Years ago the protein bar made its debut with the Balance Bar. Stores could not keep them on the shelves. I even subscribed to them due to ease, portability and providing some nutrition on the run.
15 years later my philosophy has changed. Now when clients ask me about a healthy bar I have reservations. What are my criteria for bars and which ones fit the bill?
1. How many ingredients? If you just scan the ingredient list of 99% of bars you’ll notice they contain multiple ingredients. My usual cut-off for how many ingredients a product can have is 5-6. I have to give a little leeway with bars since so few fit the criteria and many contain multiple sources of nuts so I had to expand it to less than 13.

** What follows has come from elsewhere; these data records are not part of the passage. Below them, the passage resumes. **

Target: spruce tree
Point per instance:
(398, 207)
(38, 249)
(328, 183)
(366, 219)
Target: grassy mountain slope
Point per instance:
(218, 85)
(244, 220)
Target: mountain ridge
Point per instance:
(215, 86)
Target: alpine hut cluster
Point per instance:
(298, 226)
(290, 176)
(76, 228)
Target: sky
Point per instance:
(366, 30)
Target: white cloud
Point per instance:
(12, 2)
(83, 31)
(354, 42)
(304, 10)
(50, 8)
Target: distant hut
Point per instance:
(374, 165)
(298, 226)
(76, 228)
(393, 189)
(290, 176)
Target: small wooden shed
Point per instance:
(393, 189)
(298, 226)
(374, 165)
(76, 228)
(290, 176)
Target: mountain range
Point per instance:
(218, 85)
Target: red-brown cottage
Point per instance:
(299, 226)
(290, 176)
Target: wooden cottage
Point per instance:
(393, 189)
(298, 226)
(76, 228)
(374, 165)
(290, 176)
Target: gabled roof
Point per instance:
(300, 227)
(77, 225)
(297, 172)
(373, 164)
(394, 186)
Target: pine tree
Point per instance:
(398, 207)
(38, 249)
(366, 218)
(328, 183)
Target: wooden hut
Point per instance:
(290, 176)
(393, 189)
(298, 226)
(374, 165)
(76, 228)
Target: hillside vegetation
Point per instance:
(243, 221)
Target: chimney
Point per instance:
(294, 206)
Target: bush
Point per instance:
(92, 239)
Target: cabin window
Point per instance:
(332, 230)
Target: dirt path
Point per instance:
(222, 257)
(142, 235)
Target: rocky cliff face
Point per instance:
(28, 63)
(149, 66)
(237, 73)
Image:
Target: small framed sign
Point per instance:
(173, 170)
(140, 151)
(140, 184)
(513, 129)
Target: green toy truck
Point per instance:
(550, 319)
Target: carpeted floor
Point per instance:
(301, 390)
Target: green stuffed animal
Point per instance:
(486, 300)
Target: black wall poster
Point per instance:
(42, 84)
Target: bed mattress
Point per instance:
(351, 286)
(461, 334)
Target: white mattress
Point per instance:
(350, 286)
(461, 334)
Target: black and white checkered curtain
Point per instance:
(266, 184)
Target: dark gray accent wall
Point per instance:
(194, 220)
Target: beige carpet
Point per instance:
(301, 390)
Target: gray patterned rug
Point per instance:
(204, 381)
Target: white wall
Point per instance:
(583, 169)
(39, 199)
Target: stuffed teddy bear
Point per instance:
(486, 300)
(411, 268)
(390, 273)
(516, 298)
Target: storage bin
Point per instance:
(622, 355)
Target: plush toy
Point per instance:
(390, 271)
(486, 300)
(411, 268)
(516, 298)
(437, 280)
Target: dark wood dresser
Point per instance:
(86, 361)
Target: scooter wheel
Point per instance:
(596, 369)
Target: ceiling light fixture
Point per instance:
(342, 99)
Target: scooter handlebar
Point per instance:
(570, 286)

2. What ARE the ingredients? Is it composed of mostly nuts/seeds, fruit, a little dried fruit? Or does it contain multiple types of sugars, oils, sweeteners (maltitol, agave, xylitol, etc.) and preservatives? If it has a little cane sugar, juice, or honey those are natural sweeteners and acceptable if in small amounts. If a bar contains multiple ingredients with oils, many types of sugars or fake sweeteners I don’t recommend it. In addition, look for ingredients you can recognize and pronounce.
3. Does it have at least 5-6 grams of protein and less than 20 grams of carbohydrate? A balanced snack contains between 7-14 grams of protein with 10-20 grams of carbohydrate. An example of this type of non processed snack would be an apple with a handful of nuts.
4. Taste? This may seem obvious but some bars have a less than desirable flavor, tasting like medicine or vitamins. A balanced bar has some sort of crunch, sweetness, and density to bring you through to the next meal.
Bars are made for convenience but like other packaged foods make sure to eat in moderation behind real whole foods. The best healthy foods don’t have labels. Banana please!